Przejdź do zawartości

Strona:Charles Baudelaire - Drobne poezye prozą.pdf/165

Z Wikiźródeł, wolnej biblioteki
Ta strona została przepisana.

Lubię namiętnie tajemnicę, ponieważ mani zawsze nadzieję wyjaśnienia jej. Dałem się więc pociągnąć tej towarzyszce, a raczej tej niespodzianej zagadce.
Pomijam opis mieszkania; można go znaleść u kilku starych poetów francuskich dobrze znanych. Tylko szczegół, niezauważony przez Regniera: dwa czy trzy portrety sławnych lekarzy wisiały na ścianie.
Jakże ona mi dogadzała! Ogień na kominku, grzane wino, cygara — a częstując mnie temi wszystkiemi dobremi rzeczami i zapalając także cygaro, to cudaczne stworzenie mówiło do mnie: „Bądź pan jak u siebie, mój przyjacielu, nie krępuj się niczem. To panu przypomni szpital i dobre czasy młodości... Ah! aj! skądże pan ma takie białe włosy?

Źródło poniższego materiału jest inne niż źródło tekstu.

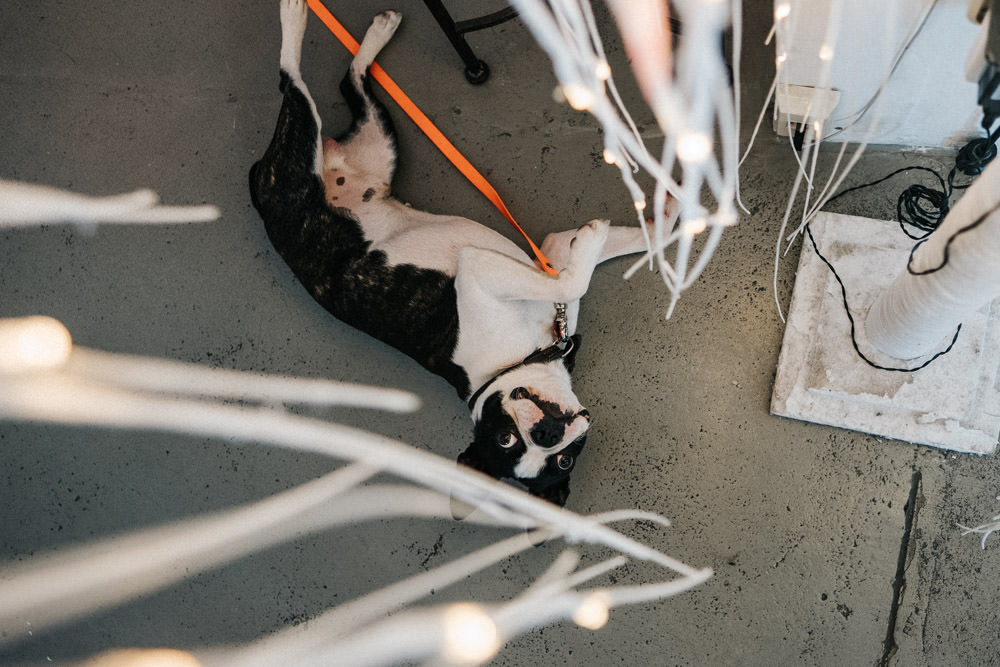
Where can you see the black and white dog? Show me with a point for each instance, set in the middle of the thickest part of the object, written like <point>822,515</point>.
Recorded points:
<point>459,298</point>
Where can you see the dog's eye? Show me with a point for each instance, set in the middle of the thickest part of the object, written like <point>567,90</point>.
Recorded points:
<point>519,393</point>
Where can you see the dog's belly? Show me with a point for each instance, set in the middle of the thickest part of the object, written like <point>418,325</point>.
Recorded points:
<point>427,240</point>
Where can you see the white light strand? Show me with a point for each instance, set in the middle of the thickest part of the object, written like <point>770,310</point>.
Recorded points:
<point>985,529</point>
<point>690,111</point>
<point>97,389</point>
<point>28,204</point>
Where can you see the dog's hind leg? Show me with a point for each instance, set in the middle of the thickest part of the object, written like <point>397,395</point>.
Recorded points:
<point>369,145</point>
<point>290,168</point>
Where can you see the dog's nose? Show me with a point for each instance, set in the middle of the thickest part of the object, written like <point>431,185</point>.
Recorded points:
<point>547,432</point>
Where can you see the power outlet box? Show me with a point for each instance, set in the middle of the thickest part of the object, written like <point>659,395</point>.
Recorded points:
<point>799,105</point>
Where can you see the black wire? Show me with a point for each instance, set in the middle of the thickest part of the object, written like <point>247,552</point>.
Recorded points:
<point>924,208</point>
<point>854,338</point>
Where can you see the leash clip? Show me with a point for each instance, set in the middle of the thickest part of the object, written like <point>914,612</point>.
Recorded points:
<point>560,326</point>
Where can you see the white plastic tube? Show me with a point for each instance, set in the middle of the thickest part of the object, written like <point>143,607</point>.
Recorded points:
<point>925,304</point>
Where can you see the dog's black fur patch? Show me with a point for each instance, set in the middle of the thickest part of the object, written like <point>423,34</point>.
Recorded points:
<point>411,308</point>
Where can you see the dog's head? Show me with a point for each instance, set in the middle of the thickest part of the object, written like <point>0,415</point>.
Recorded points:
<point>530,427</point>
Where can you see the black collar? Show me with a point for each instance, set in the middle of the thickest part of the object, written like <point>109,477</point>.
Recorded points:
<point>557,350</point>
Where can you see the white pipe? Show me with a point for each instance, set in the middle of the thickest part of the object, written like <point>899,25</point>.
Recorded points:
<point>925,304</point>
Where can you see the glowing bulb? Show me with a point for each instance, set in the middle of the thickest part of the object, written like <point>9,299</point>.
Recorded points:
<point>693,146</point>
<point>593,612</point>
<point>695,226</point>
<point>579,96</point>
<point>33,344</point>
<point>470,635</point>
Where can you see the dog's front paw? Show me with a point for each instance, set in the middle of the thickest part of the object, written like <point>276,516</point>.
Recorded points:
<point>387,21</point>
<point>591,236</point>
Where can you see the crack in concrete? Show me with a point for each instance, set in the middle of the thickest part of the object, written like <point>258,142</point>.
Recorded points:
<point>913,504</point>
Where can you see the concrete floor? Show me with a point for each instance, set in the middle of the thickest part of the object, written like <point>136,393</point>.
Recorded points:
<point>803,524</point>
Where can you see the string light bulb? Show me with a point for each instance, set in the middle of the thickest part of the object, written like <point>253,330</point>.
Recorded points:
<point>578,96</point>
<point>35,343</point>
<point>693,147</point>
<point>593,613</point>
<point>695,226</point>
<point>470,635</point>
<point>603,70</point>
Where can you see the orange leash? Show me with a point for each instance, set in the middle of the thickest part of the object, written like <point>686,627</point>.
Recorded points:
<point>428,128</point>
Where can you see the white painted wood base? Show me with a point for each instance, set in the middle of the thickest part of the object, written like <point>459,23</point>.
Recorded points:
<point>954,403</point>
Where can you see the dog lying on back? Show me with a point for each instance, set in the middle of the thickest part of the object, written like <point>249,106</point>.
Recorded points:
<point>459,298</point>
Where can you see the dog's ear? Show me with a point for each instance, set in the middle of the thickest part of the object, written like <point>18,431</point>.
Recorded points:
<point>557,494</point>
<point>570,359</point>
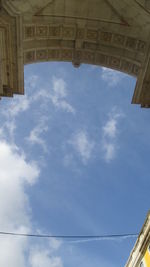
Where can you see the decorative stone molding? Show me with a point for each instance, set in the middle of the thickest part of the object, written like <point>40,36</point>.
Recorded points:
<point>111,33</point>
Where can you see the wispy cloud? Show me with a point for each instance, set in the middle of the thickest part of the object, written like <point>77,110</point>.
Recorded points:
<point>35,136</point>
<point>83,145</point>
<point>109,135</point>
<point>111,77</point>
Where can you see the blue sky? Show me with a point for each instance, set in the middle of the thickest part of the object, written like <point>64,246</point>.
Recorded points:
<point>74,160</point>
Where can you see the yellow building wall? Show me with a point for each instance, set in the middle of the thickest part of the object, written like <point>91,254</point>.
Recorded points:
<point>147,258</point>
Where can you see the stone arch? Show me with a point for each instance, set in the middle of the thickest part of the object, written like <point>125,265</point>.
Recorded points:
<point>110,33</point>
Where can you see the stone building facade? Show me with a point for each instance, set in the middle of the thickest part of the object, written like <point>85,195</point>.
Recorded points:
<point>140,255</point>
<point>110,33</point>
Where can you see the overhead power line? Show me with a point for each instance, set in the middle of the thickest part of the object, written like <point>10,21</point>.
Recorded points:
<point>100,237</point>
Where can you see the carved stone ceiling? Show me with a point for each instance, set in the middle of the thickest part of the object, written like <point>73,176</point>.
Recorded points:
<point>112,33</point>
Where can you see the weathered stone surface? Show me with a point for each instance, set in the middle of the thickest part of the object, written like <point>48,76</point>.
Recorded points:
<point>109,33</point>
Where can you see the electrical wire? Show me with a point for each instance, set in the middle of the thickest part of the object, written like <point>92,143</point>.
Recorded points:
<point>100,237</point>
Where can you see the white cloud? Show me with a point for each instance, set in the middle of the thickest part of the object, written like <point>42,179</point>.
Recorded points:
<point>83,145</point>
<point>111,77</point>
<point>15,214</point>
<point>43,258</point>
<point>110,133</point>
<point>15,174</point>
<point>37,131</point>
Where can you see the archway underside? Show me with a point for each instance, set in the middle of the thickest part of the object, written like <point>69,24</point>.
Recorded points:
<point>108,37</point>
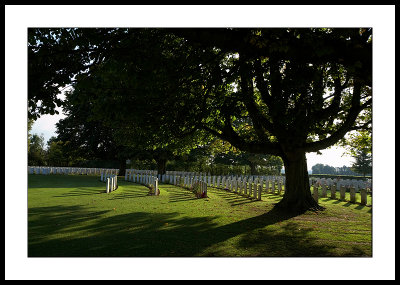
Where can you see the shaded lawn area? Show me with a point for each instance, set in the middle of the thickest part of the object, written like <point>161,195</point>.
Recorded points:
<point>72,216</point>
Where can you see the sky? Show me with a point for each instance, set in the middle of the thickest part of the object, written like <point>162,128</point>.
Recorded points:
<point>19,17</point>
<point>333,156</point>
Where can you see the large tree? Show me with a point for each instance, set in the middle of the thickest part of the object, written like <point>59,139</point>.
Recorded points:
<point>283,92</point>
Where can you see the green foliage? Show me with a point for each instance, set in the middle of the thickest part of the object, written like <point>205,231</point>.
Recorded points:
<point>363,163</point>
<point>36,152</point>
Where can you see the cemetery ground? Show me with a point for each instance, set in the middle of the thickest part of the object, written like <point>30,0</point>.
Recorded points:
<point>72,216</point>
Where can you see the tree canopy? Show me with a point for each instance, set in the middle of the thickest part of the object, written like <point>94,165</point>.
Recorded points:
<point>279,91</point>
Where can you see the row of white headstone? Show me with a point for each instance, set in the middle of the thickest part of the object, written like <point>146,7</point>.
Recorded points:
<point>357,183</point>
<point>342,189</point>
<point>111,183</point>
<point>45,170</point>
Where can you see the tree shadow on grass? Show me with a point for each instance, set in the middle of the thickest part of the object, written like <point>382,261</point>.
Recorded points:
<point>234,199</point>
<point>177,194</point>
<point>78,232</point>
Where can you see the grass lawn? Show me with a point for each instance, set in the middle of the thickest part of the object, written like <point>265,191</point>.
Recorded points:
<point>72,216</point>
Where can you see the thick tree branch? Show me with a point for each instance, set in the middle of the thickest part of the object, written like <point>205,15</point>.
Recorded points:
<point>355,109</point>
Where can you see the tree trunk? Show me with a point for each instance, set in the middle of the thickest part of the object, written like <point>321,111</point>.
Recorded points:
<point>297,197</point>
<point>161,165</point>
<point>122,167</point>
<point>252,168</point>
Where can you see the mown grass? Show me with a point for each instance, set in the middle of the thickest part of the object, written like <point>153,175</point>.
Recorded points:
<point>72,216</point>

Nie byłeś pan taki niedawno jeszcze temu, gdy byłeś uczniem dra L... Przypominam sobie, że to pan sam asystował mu przy poważnych operacyach. Oto człowiek, co lubi przecinać, krajać, ucinać! To pan trzymał mu narzędzia, nici i gąbki... A jak on to po skończonej operacyi mawiał dumnie, poglądając na zegarek: „Pięć minut, moi panowie!“ O! ja bywam wszędzie! Ja znam dobrze tych panów“.